JimDabell 4 minutes ago

Are they measuring conformance to the system prompt for reinforcement?

It seems to me that you could break this system prompt down statement by statement and use a cheap LLM to compare responses to each one in turn. So if the system prompt includes:

> Claude never starts its response by saying a question or idea or observation was good, great, fascinating, profound, excellent, or any other positive adjective. It skips the flattery and responds directly.

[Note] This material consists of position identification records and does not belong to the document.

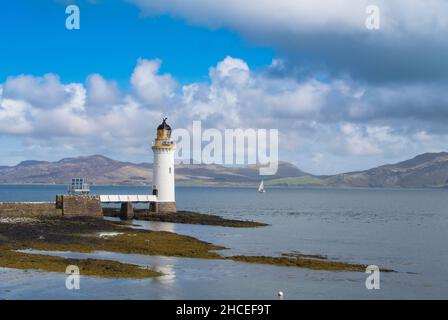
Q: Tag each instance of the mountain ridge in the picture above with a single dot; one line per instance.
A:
(428, 170)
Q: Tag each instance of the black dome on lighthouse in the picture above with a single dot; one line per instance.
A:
(164, 125)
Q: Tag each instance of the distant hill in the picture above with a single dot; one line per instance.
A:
(102, 170)
(429, 170)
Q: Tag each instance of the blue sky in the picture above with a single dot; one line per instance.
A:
(343, 97)
(113, 35)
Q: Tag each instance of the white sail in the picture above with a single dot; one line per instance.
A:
(261, 187)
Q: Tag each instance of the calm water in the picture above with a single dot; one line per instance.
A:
(405, 230)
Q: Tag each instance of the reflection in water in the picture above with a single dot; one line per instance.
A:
(401, 229)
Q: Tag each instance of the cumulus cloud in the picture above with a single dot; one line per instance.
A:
(102, 92)
(325, 126)
(330, 35)
(149, 85)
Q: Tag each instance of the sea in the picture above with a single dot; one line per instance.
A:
(400, 229)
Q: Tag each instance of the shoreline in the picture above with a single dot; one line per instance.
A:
(82, 235)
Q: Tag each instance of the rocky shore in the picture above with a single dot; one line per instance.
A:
(185, 217)
(85, 235)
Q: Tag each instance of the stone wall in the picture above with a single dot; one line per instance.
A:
(28, 209)
(80, 205)
(166, 207)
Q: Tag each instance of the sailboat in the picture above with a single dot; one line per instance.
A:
(261, 187)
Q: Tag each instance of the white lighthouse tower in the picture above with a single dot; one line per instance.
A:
(163, 170)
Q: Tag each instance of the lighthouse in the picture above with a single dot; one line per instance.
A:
(163, 170)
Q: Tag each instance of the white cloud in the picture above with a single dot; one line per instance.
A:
(102, 92)
(301, 16)
(149, 86)
(325, 127)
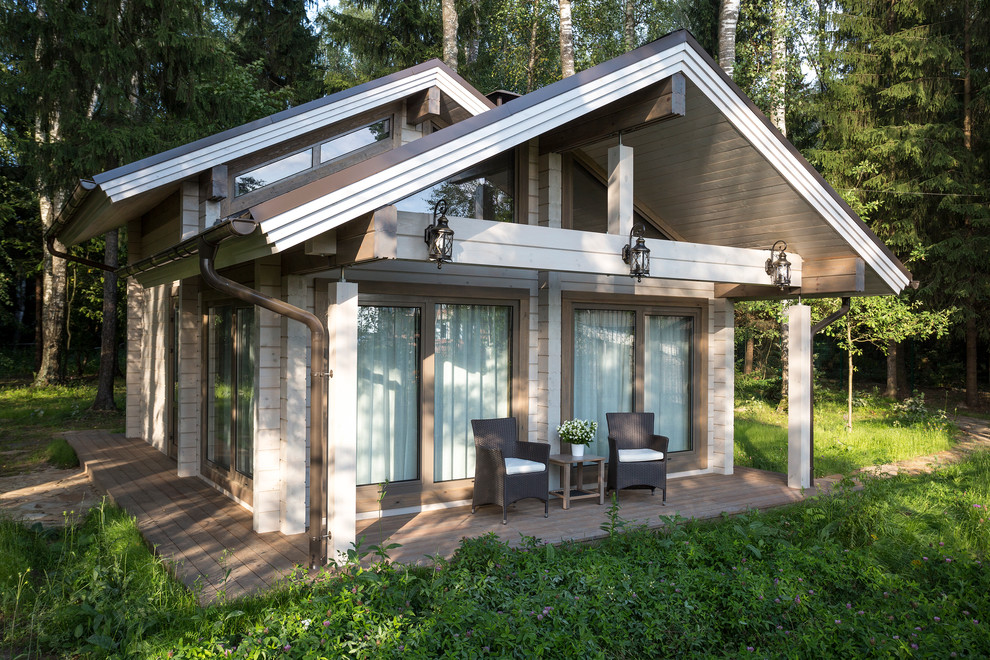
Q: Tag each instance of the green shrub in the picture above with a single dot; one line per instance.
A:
(61, 454)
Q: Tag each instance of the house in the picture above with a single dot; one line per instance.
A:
(292, 340)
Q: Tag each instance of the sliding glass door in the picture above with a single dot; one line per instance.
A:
(231, 395)
(634, 359)
(388, 394)
(472, 381)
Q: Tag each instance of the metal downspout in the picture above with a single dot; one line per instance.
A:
(319, 340)
(815, 329)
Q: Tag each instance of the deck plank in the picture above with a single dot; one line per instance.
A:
(207, 539)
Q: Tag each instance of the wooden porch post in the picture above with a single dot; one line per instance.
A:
(342, 421)
(620, 190)
(799, 379)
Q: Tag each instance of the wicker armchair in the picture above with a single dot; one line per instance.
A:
(636, 456)
(506, 470)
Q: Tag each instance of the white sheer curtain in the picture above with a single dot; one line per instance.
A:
(471, 381)
(388, 394)
(668, 377)
(603, 367)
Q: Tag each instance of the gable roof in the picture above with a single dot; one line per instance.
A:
(113, 197)
(312, 209)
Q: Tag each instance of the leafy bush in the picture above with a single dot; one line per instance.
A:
(61, 454)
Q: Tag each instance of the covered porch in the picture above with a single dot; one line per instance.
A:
(206, 538)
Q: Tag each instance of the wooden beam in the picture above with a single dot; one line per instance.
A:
(510, 245)
(423, 106)
(367, 238)
(658, 102)
(840, 275)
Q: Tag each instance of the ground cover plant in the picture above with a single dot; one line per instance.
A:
(894, 569)
(31, 418)
(883, 431)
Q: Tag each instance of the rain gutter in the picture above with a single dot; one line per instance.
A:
(207, 245)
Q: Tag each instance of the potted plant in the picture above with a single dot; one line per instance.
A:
(579, 433)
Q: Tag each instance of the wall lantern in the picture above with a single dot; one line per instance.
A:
(439, 236)
(638, 256)
(778, 267)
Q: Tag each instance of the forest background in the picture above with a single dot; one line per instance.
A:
(889, 101)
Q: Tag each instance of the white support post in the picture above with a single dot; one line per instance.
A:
(268, 386)
(295, 412)
(551, 202)
(341, 423)
(620, 190)
(549, 362)
(799, 384)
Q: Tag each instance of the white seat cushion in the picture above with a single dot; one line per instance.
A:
(522, 466)
(639, 455)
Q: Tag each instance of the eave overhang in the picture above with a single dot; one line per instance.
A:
(116, 196)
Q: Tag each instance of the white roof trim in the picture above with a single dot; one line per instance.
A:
(296, 225)
(184, 165)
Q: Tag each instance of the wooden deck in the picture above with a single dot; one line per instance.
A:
(207, 539)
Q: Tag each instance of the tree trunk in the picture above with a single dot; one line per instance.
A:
(728, 18)
(972, 385)
(892, 350)
(778, 67)
(39, 326)
(566, 39)
(108, 339)
(449, 18)
(53, 305)
(531, 64)
(850, 365)
(630, 24)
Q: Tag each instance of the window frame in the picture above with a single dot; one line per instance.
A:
(241, 486)
(424, 489)
(697, 457)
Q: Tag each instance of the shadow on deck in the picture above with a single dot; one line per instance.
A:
(207, 539)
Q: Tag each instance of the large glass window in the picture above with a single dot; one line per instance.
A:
(610, 347)
(388, 394)
(604, 367)
(472, 375)
(668, 377)
(301, 161)
(231, 395)
(484, 192)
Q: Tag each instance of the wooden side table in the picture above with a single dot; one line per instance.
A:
(566, 493)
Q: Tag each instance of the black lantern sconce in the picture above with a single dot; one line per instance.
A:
(638, 256)
(778, 267)
(439, 236)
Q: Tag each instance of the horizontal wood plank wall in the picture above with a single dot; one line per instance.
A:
(190, 373)
(154, 374)
(295, 411)
(134, 406)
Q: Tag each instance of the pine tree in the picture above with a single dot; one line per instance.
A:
(905, 133)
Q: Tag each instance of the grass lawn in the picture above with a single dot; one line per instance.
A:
(881, 433)
(31, 418)
(896, 569)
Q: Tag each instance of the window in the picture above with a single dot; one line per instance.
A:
(388, 394)
(426, 368)
(301, 161)
(617, 350)
(484, 192)
(231, 395)
(472, 380)
(348, 142)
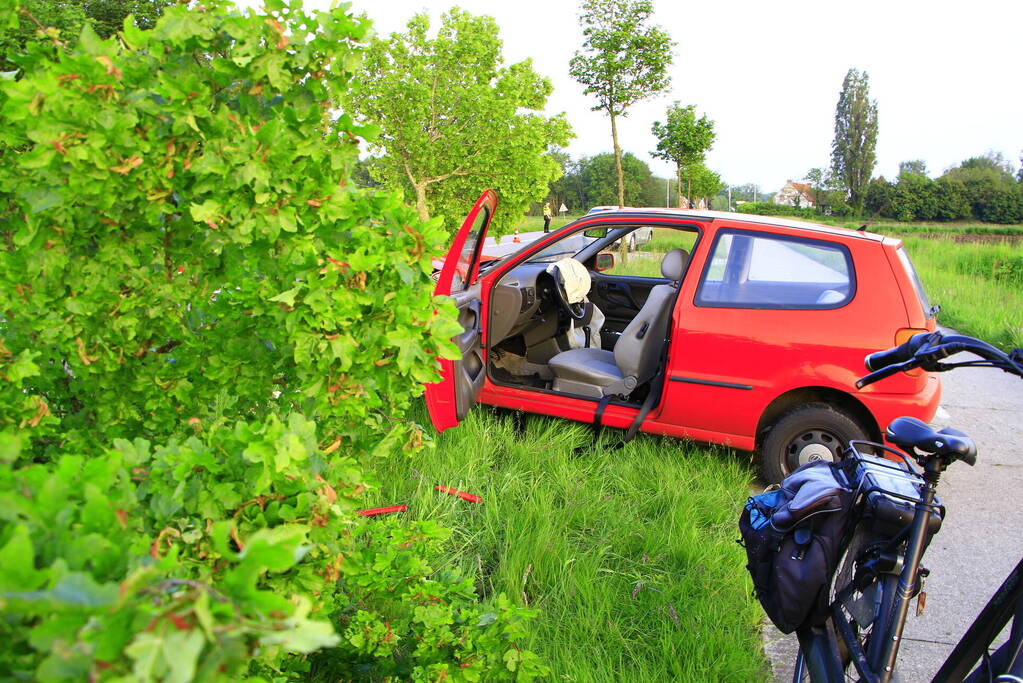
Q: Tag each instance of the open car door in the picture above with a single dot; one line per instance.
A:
(449, 400)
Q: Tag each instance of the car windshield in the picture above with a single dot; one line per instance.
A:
(562, 248)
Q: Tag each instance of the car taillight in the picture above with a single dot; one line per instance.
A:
(901, 336)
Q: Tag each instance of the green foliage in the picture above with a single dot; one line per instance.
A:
(62, 20)
(624, 59)
(980, 188)
(456, 121)
(771, 209)
(601, 188)
(855, 136)
(208, 334)
(684, 139)
(701, 181)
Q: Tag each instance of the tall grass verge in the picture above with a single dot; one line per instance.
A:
(978, 286)
(630, 554)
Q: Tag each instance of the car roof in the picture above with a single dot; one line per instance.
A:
(696, 215)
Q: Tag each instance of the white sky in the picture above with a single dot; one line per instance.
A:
(945, 77)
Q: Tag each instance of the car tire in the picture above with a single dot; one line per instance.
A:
(810, 431)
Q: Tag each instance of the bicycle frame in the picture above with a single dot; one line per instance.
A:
(820, 648)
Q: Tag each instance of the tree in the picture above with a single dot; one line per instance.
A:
(817, 177)
(598, 179)
(989, 186)
(68, 16)
(915, 167)
(454, 120)
(855, 136)
(684, 140)
(703, 183)
(208, 333)
(624, 60)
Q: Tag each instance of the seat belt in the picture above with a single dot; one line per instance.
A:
(648, 405)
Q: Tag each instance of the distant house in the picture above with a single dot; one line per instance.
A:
(795, 194)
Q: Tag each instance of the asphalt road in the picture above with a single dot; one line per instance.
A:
(981, 539)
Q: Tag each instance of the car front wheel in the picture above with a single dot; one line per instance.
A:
(808, 433)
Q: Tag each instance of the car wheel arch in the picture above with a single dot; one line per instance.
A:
(804, 395)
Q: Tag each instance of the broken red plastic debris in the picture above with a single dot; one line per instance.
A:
(461, 494)
(382, 510)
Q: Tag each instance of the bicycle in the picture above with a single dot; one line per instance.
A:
(895, 515)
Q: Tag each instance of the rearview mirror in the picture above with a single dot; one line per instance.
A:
(605, 261)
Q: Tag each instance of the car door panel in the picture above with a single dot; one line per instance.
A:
(469, 370)
(461, 380)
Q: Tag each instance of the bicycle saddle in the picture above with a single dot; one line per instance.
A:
(910, 434)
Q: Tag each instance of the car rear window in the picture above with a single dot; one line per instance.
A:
(764, 271)
(917, 284)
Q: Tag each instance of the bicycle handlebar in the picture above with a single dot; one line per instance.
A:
(928, 349)
(899, 354)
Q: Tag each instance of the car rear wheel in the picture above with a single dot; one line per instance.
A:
(806, 434)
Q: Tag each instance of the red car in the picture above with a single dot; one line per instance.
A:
(750, 332)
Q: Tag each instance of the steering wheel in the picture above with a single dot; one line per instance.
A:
(576, 311)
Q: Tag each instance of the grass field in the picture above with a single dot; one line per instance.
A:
(978, 286)
(629, 554)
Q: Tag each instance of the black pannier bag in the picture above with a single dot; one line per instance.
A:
(793, 538)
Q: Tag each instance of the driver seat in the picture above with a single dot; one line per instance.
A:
(596, 373)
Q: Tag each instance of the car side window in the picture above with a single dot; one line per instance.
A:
(466, 260)
(763, 271)
(647, 247)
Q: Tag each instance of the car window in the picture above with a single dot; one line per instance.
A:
(917, 284)
(757, 270)
(568, 246)
(463, 268)
(647, 247)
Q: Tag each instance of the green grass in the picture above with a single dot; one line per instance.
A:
(629, 554)
(888, 227)
(978, 286)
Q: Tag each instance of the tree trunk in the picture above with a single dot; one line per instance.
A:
(618, 161)
(420, 200)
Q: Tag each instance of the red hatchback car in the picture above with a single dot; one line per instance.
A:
(728, 328)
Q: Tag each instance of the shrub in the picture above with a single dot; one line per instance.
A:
(207, 333)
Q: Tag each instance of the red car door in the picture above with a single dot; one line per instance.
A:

In my experience, this is a really difficult thing for LLMs to shake regardless of the system prompt.

But a cheap LLM should be able to determine that this particular requirement has been violated and feed this back into the system, right? Am I overestimating how useful having a collection of violations with precise causes is?

mike_hearn 12 hours ago

What I'd like to know is why they write it all in the third person. One might expect a system prompt to use the word "you" a lot, but Anthropic don't do that and there must be a reason.

  • simonw 10 hours ago

    My best guess is that this is a reflection of how these things actually work.

    When you "chat" with an LLM you are actually still participating in a "next token" prediction sequence.

    The trick to get it to behave like it is a chat is to arrange that sequence as a screenplay:

      User: five facts about squirrels
    
      Assistant: (provide five facts)
    
      User: two more
    
      Assistant:
    
    When you think about the problem like that, it makes sense that the LLM is instructed in terms of how that assistant should behave, kind of like screen directions.
    • dcre 4 hours ago

      I bet it’s stronger than that, and they anchor a lot of the alignment training to the unique (ish) token of Claude.